Images animée Emmanuel Pierrot
Tout ça, c’est la faute de Manu, Emmanuel Pierrot, notre coturne de Tu Mitonnes, chaque jeudi. Voilà t’y pas qu’il nous a envoyés de ses Vosges, un sacré attelage : Sarah et son cochon, Henry, artistes à tout faire du Piglet Circus qui m’a l’air d’être une sacrée armée mexicaine, une foutue auberge espagnole. La belle et la bête quoi, version circassienne. «On a déjà vu et on n’en veut plus», diront les opposants à la présence animale sous chapiteau. On voit aussi venir les vegans qui n’en peuvent plus qu’on leur cause de notre passion immodérée pour l’échine de cochon aux flageolets (en boîte s’il vous plaît).
Morgan et Gabin
Sauf que là, on est dans le dur du mektoub, dans la moelle de l’essentiel : Sarah et son cochon se roulent une pelle.
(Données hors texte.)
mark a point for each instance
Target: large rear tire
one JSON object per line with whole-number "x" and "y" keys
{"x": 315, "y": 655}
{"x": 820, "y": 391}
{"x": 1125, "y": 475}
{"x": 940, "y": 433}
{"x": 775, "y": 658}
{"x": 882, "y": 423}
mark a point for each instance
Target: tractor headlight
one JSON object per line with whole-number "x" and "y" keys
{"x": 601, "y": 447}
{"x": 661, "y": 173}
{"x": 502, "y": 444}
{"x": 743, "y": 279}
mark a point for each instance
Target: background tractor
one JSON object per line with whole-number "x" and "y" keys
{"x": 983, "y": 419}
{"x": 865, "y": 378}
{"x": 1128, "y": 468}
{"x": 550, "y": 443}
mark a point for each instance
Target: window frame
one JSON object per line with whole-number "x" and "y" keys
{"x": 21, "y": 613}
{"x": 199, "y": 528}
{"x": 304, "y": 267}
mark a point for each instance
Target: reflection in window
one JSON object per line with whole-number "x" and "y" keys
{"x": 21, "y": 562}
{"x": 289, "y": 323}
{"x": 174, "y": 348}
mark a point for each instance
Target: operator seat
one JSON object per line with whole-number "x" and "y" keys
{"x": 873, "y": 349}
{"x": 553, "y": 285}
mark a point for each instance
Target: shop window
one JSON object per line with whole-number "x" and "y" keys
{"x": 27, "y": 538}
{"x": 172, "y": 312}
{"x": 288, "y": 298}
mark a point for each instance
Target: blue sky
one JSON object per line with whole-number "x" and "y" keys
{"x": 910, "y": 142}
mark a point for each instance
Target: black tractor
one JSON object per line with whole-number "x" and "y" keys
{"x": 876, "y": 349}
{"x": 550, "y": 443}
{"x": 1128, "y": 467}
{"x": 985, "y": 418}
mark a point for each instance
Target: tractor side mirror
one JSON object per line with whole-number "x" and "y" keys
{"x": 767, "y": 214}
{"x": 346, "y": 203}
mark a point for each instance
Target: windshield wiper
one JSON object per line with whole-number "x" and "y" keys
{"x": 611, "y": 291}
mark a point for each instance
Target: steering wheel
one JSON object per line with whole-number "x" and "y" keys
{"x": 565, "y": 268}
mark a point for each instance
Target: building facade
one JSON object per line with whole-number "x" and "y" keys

Et ce n’est pas du cirque. C’est de l’amour, de la complicité, de la fidélité. A côté, le baiser de la Morgan et du Gabin dans Quai des brumes, c’est de la roupie de sansonnet. Non, on exagère. A peine. Car Sarah et son cochon pourraient aussi murmurer «T’as de beaux yeux tu sais», comme dans le film de Marcel Carné (1938). Cette scène saisie dans l’œil de Manu Pierrot nous a profondément bouleversés. Car elle dit encore une fois qu’il ne peut y avoir d’humanité sans animalité. Faut pas croire, elle saute autant à la gueule des mangeurs de filet mignon qu’à celle des amateurs de tofu. D’ailleurs, qui des deux camps connaît le mieux le nourrain ?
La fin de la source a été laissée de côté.